Dr Maketsi shook his head vigorously. “We don’t
think about drugs in those terms. It isn’t a question of good behaviour
and bad behaviour. I’d look on it as a medical problem and I’d try
to help him. I’d try to sort out the problem.”

“But
you can’t ‘sort out’ with those people,” said Mma
Ramotswe. “Smoking
dagga
is one thing, but using pills and all
the rest is another. Show me one reformed drug addict. Just one. Maybe they
exist; I’ve just never seen them.”

Dr Maketsi shrugged.
“I know they can be very manipulative people,” he said. “But
some of them get off it. I can show you some figures.”

“Well, maybe, maybe not,” said Mma Ramotswe. “The point
is: what do you want me to do?”

“Find out about him,”
said Dr Maketsi. “Follow him for a few days. Find out whether he’s
involved in the drug scene. If he is, find out whether he’s supplying
others with drugs while you are about it. Because that will be another problem
for us. We keep a tight rein on drugs in the hospital, but things can go
missing, and the last thing we want is a doctor who’s passing hospital
drug supplies to addicts. We can’t have that.”

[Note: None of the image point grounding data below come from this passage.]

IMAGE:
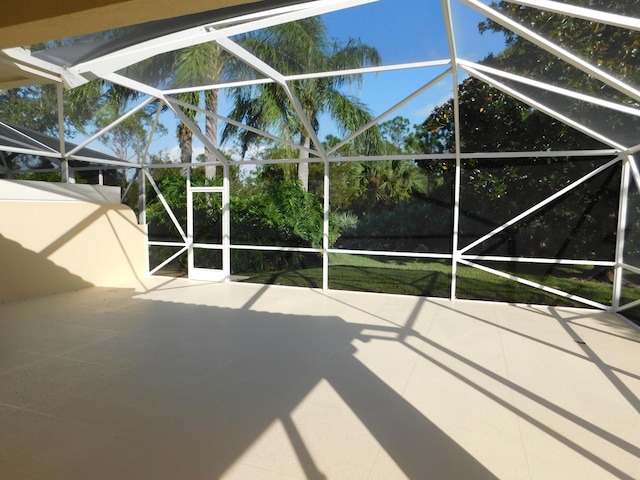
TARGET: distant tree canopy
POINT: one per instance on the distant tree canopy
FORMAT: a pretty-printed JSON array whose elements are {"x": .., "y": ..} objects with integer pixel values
[
  {"x": 494, "y": 190},
  {"x": 616, "y": 50}
]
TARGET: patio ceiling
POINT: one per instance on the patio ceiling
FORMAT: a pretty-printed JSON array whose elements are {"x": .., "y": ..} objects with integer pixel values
[
  {"x": 82, "y": 58},
  {"x": 26, "y": 23}
]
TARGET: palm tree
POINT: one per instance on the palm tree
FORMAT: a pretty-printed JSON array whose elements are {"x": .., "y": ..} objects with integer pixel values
[
  {"x": 295, "y": 48},
  {"x": 199, "y": 65}
]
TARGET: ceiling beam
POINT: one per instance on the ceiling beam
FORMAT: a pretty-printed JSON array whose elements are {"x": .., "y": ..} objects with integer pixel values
[{"x": 33, "y": 21}]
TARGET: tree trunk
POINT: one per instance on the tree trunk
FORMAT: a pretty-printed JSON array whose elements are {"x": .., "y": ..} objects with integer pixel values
[
  {"x": 185, "y": 142},
  {"x": 303, "y": 167},
  {"x": 211, "y": 130}
]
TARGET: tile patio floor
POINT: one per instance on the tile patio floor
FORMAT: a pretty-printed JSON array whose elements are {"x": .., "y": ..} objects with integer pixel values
[{"x": 188, "y": 380}]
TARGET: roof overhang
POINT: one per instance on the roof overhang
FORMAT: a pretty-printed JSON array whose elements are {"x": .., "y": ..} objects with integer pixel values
[{"x": 26, "y": 23}]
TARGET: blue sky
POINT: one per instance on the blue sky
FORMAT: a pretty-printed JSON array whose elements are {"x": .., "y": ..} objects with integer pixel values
[{"x": 402, "y": 31}]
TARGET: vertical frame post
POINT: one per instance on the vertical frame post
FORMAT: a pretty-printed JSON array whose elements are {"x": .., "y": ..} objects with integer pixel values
[
  {"x": 618, "y": 272},
  {"x": 325, "y": 228},
  {"x": 226, "y": 221}
]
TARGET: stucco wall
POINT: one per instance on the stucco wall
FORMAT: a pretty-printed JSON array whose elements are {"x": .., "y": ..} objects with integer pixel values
[{"x": 56, "y": 238}]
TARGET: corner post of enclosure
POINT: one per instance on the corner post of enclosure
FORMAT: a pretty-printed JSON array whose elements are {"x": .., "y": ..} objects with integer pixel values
[
  {"x": 325, "y": 228},
  {"x": 226, "y": 221},
  {"x": 620, "y": 235}
]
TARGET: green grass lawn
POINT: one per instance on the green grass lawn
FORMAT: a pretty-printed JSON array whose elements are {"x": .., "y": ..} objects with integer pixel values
[{"x": 433, "y": 278}]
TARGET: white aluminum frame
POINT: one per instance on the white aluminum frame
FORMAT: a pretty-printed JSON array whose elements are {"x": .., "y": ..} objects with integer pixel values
[{"x": 108, "y": 66}]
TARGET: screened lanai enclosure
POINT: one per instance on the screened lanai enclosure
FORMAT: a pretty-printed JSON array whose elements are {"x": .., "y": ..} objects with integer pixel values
[{"x": 457, "y": 149}]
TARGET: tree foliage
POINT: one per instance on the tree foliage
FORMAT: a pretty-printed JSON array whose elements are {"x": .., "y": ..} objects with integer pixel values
[{"x": 295, "y": 48}]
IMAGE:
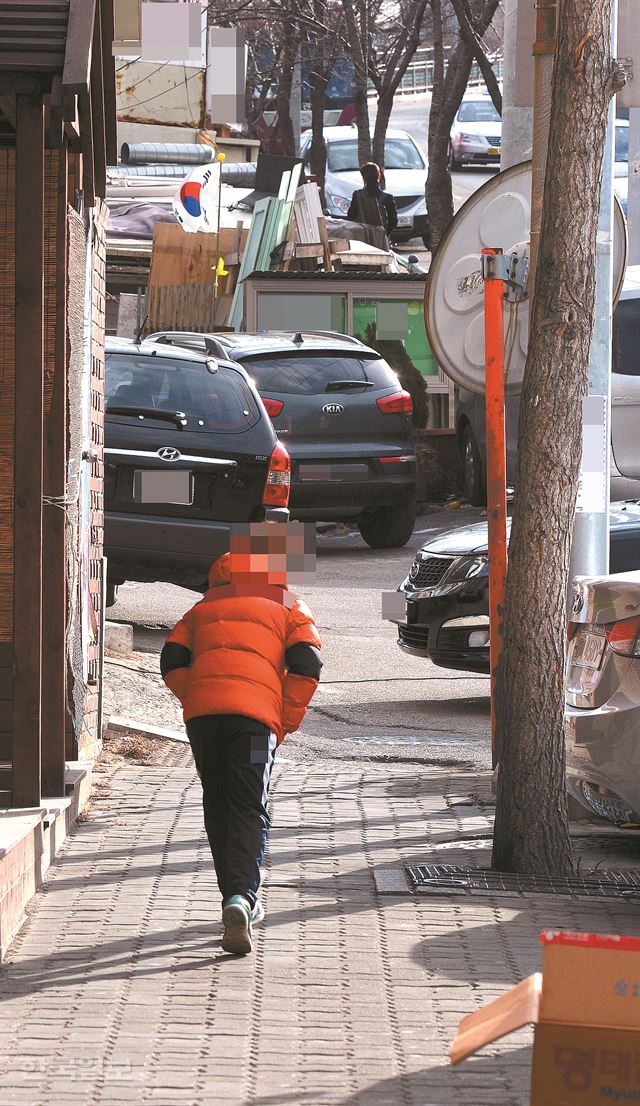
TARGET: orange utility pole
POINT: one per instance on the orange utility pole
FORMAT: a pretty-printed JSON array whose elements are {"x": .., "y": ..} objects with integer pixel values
[{"x": 493, "y": 272}]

“You’d sack him then?” goaded Mma Ramotswe. “You
wouldn’t try to help him?”

Dr Maketsi laughed.
“We’d sack him good and proper.”

“Good,”
said Mma Ramotswe. “And proper too. Now I have to tell you about my
fee.”

Dr Maketsi’s face fell. “I was worried about
that. This is such a delicate enquiry, I could hardly get the hospital to pay
for it.”

Mma Ramotswe nodded knowingly. “You thought that
as an old friend …”

“Yes,” said Dr Maketsi
quietly. “I thought that as an old friend you might remember how when
your Daddy was so ill at the end …”

Mma Ramotswe did
remember. Dr Maketsi had come unfailingly to the house every evening for three
weeks and eventually had arranged for her Daddy to be put in a private room at
the hospital, all for nothing.

“I remember very well,” she
said. “I only mentioned the fee to tell you that there would be
none.”

 

SHE HAD all the information she
needed to start her investigation of Dr Komoti. She had his address in Kaunda
Way; she had a photograph, supplied by Dr Maketsi; and she had a note of the
number of the green station wagon which he drove. She had also been given his
telephone number, and the number of his postal box at the Post Office, although
she could not imagine the circumstances in which she might need these. Now all
she had to do was to start to watch Dr Komoti and to learn as much as she could
about him in the shortest possible time.

Dr Maketsi had thoughtfully
provided her with a copy of the duty rota in the casualty department for the
following four months. This meant that Mma Ramotswe would know exactly when he
might be expected to leave the hospital to return home and also when he might
be on night duty. This would save a great deal of time and effort in sitting
waiting in the street in the tiny white van.

She started two days
later. She was there when Dr Komoti drove out of the staff car park at the
hospital that afternoon and she followed him discreetly into town, parking a
few cars away from him and waiting until he was well away from the car park
before she got out of the van. He visited one or two shops and picked up a
newspaper from the Book Centre. Then he returned to his car, drove straight
home, and stayed there—blamelessly, she assumed—until the lights
went out in the house just before ten that evening. It was a dull business
sitting in the tiny white van, but Mma Ramotswe was used to it and never
complained once she had agreed to take on a matter. She would sit in her van
for a whole month, even more, if asked to do so by Dr Maketsi; it was the least
she could do after what he had done for her Daddy.